In Sachen Charaktere wurde so ziemlich alles abgedeckt. Spielt man eher den Haudegen des Teams, so empfiehlt sich Sledge, ein Mitglied der Terroristen-Einheit. Dieser kann mit seinem Hammer Wände, Böden und auch Barrikaden pulverisieren. Gegen verstärkte Barrikaden von Castle (SWAT) hat er jedoch keine Chance. Jeder Charakter der Einheit hat also einen entsprechenden Gegenspieler im feindlichen Team, womit die unterschiedlichen Fähigkeiten gut ausbalanciert werden. Ein anderes Beispiel ist Pulse (SWAT). Mit einem Puls-Sensor gewappnet, kann man selbst durch Wände die terroristische-Einheit sehen. Eine ziemlich starke Fähigkeit, wenn man sich gut mit dem Team abspricht. Verstecken und Campen werden dadurch fast unmöglich gemacht. Hat man als Terrorist jedoch Thatcher im Team, dann ist das kein Problem. Durch High-Tech-Technologie à la Watch Dogs kann dieser gegnerische Gadgets außer Betrieb setzen.
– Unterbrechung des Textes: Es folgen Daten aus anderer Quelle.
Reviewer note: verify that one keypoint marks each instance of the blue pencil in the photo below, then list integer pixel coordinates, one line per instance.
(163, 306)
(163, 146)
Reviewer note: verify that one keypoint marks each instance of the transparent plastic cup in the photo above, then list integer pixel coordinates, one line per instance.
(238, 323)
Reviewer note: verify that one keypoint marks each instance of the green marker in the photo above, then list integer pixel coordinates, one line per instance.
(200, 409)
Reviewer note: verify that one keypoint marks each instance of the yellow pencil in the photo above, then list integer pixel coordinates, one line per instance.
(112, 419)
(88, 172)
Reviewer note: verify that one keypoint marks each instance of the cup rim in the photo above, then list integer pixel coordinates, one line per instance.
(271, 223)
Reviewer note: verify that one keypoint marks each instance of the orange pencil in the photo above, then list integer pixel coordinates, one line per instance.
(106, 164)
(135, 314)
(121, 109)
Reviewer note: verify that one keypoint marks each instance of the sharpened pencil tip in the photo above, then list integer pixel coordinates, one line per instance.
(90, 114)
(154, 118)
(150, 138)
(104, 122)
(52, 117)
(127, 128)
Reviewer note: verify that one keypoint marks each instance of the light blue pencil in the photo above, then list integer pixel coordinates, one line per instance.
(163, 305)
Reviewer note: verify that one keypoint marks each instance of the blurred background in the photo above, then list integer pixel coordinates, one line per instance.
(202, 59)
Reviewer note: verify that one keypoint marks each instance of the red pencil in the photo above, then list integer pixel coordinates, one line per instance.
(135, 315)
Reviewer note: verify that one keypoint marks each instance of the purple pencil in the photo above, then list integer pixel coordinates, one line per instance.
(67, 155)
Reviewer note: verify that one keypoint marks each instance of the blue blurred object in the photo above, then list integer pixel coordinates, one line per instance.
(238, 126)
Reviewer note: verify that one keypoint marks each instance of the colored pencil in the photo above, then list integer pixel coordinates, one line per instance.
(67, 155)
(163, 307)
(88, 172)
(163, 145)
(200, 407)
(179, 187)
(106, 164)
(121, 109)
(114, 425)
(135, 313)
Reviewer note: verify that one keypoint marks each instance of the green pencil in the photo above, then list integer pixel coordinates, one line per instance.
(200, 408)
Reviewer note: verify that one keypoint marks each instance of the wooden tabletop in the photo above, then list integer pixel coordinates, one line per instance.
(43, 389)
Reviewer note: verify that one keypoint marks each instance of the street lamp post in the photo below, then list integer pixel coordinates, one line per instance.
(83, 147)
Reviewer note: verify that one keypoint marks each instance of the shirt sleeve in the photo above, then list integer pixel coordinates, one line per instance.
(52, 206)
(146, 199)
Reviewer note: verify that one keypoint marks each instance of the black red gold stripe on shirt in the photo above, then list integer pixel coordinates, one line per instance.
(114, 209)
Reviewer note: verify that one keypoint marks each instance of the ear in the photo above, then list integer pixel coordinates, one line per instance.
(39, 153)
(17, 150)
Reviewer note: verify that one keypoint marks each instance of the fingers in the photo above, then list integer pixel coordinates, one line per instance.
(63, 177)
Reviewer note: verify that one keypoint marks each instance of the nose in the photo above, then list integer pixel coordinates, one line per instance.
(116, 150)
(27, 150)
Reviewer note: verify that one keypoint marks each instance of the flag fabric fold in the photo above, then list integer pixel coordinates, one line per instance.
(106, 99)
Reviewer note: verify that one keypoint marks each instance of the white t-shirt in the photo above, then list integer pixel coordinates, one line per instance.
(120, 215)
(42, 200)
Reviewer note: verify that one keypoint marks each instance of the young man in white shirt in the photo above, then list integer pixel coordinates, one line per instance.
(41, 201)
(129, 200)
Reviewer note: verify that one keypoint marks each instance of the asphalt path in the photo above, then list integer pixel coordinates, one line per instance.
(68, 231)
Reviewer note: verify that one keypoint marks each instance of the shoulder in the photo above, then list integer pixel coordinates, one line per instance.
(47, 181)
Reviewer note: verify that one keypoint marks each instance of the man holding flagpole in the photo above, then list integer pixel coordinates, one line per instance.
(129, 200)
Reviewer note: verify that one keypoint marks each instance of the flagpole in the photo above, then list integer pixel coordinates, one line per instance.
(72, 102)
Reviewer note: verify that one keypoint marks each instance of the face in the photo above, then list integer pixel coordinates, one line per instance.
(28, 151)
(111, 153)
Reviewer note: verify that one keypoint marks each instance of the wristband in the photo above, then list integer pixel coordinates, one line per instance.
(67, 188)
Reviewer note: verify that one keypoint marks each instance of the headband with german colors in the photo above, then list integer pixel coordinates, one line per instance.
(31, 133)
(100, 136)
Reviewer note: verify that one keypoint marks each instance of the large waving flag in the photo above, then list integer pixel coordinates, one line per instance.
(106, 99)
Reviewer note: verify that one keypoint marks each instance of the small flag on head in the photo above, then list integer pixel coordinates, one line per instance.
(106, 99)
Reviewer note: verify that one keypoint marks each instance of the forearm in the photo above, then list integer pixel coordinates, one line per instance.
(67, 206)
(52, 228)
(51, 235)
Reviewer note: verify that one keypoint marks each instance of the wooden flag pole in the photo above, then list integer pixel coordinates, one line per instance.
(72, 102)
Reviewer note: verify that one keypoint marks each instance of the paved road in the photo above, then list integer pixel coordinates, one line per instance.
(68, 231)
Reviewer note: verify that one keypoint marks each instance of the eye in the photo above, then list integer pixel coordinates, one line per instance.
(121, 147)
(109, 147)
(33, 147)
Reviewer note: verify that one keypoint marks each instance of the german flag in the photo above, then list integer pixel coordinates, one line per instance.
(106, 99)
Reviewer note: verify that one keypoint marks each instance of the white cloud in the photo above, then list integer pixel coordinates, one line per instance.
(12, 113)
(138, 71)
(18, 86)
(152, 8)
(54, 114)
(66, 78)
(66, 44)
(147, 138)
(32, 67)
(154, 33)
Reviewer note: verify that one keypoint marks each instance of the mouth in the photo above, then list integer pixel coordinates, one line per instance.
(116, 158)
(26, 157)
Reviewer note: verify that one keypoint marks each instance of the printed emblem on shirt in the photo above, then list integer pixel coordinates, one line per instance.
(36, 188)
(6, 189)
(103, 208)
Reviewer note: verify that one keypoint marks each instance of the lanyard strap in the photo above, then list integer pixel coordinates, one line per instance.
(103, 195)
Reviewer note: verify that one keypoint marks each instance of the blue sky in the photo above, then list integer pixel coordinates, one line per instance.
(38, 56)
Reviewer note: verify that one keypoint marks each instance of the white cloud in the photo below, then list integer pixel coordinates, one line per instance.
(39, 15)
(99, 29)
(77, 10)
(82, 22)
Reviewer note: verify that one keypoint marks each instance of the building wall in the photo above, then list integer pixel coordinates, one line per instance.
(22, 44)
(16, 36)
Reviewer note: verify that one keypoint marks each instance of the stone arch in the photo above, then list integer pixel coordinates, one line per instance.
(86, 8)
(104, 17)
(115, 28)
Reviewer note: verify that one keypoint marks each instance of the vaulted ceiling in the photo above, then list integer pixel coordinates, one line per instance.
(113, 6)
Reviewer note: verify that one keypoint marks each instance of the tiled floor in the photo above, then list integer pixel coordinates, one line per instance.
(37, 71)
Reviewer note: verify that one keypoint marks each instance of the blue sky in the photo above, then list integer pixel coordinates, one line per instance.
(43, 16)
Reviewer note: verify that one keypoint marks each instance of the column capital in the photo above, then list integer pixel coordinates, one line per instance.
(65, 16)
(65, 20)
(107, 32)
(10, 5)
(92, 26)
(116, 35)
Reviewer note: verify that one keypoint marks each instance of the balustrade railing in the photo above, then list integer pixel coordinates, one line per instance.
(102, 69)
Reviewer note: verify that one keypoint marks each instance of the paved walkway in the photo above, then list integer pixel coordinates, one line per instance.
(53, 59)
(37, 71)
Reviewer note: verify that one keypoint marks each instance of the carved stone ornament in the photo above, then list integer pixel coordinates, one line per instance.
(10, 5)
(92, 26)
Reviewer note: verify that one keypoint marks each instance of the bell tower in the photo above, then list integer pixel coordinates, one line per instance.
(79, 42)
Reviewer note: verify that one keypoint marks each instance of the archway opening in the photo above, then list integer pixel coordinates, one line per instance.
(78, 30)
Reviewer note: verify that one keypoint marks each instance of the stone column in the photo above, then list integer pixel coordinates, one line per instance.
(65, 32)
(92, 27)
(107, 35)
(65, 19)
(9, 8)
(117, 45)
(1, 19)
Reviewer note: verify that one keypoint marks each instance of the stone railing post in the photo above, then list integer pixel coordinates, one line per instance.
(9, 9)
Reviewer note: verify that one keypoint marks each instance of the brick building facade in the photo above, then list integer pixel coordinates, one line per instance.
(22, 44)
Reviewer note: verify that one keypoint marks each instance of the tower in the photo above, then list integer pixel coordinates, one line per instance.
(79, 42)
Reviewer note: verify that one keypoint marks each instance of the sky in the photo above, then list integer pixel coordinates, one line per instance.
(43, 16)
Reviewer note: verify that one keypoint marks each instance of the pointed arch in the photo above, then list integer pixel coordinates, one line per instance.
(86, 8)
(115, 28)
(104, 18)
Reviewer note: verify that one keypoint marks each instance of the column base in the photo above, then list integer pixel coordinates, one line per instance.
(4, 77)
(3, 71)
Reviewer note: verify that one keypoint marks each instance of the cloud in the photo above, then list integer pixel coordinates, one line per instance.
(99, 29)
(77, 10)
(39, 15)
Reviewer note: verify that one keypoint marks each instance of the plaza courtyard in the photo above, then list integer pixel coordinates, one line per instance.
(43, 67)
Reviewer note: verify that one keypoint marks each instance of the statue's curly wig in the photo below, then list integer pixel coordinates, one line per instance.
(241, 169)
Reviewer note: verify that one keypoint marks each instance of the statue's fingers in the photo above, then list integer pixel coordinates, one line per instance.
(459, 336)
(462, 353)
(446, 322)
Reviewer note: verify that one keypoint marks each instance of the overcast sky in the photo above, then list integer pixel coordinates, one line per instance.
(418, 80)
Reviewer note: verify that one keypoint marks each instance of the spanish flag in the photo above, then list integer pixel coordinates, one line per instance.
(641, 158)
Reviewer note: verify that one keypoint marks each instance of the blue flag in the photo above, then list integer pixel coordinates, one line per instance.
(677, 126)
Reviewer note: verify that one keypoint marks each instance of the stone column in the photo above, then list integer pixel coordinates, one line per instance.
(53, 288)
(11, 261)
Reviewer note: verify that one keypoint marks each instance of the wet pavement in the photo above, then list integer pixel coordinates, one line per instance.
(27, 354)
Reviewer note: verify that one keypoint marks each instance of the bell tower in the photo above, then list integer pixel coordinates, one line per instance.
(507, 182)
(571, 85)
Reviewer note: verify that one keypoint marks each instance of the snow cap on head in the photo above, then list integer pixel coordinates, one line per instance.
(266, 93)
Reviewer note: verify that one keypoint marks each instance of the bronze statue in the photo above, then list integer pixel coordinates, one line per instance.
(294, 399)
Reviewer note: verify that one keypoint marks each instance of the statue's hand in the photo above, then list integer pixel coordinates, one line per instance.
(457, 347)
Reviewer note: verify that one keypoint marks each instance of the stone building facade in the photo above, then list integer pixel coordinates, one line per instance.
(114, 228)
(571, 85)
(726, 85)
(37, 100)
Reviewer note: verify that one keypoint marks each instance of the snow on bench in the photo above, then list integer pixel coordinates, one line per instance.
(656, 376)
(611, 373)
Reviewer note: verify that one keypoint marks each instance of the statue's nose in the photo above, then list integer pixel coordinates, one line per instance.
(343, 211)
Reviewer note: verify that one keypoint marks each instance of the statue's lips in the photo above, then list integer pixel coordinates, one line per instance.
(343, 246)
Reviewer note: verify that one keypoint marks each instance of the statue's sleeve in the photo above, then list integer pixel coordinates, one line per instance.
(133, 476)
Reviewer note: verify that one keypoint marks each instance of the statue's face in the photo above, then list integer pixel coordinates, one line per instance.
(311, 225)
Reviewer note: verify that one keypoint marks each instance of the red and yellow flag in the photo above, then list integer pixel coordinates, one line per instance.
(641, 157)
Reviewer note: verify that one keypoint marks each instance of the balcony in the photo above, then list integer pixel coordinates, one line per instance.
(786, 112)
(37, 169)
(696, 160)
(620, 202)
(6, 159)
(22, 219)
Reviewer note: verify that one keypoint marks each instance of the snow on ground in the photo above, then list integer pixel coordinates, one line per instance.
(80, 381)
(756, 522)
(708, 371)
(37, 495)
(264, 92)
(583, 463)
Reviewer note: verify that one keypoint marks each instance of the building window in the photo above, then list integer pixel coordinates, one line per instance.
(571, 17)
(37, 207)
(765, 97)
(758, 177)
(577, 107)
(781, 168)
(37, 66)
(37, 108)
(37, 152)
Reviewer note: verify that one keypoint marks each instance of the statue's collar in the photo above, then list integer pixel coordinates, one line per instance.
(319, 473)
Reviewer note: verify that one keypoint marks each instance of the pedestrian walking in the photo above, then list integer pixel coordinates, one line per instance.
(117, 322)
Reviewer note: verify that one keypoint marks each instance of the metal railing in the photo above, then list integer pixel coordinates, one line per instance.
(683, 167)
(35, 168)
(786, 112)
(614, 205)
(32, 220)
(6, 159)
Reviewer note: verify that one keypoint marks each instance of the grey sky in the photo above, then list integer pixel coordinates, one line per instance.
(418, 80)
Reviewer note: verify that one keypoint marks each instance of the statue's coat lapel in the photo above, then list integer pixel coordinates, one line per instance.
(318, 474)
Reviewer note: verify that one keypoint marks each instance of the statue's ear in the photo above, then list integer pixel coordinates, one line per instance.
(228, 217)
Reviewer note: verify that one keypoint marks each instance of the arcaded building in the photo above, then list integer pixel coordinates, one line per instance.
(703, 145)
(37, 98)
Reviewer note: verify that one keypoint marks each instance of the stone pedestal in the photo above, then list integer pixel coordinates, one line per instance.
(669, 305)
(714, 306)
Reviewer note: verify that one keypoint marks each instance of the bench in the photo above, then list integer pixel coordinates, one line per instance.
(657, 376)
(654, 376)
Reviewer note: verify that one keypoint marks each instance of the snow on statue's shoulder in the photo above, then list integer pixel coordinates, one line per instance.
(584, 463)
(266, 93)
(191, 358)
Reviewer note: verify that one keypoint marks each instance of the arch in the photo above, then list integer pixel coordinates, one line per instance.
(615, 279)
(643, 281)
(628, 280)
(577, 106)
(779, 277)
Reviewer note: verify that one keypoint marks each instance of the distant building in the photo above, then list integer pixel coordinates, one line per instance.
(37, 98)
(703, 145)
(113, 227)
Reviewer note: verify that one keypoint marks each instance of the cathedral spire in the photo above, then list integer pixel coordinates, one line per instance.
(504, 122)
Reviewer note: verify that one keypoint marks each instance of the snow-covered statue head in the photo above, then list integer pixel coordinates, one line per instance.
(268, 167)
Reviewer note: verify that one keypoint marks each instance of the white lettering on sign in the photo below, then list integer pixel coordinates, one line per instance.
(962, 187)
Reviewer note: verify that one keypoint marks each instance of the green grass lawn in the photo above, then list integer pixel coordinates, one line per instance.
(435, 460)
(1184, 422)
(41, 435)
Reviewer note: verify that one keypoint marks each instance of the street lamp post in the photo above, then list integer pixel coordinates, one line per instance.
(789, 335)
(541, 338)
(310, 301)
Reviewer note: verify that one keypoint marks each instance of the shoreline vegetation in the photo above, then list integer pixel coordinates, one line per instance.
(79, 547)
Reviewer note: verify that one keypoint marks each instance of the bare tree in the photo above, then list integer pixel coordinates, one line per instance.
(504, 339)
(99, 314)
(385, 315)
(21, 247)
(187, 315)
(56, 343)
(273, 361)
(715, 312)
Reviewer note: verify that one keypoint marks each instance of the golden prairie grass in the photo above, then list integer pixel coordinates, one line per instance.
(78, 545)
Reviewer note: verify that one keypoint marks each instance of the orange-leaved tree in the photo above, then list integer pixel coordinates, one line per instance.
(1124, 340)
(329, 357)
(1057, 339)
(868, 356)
In der Vergangenheit wurde vor allem der taktische Aspekt in Rainbow Six großgeschrieben. So hielt man nur knapp zwei Schüsse aus. Unüberlegtes Handeln wurde sofort mit einem Permadeath bestraft. Wegpunkte wurden festgelegt, Ausrüstungsgegenstände taktisch verteilt und die Absprache mit dem Team war wortwörtlich überlebenswichtig. In Shootern wie der Battlefield-Serie sieht das Ganze schon anders aus: Reinrennen, versuchen alles abzuschießen was sich bewegt, sterben und in fünf Sekunden respawnen. Statt taktischer Absprachen überwiegen hier im Voice-Chat die Beleidigungen an die eigene Mutter oder auf Russisch fluchende Spieler.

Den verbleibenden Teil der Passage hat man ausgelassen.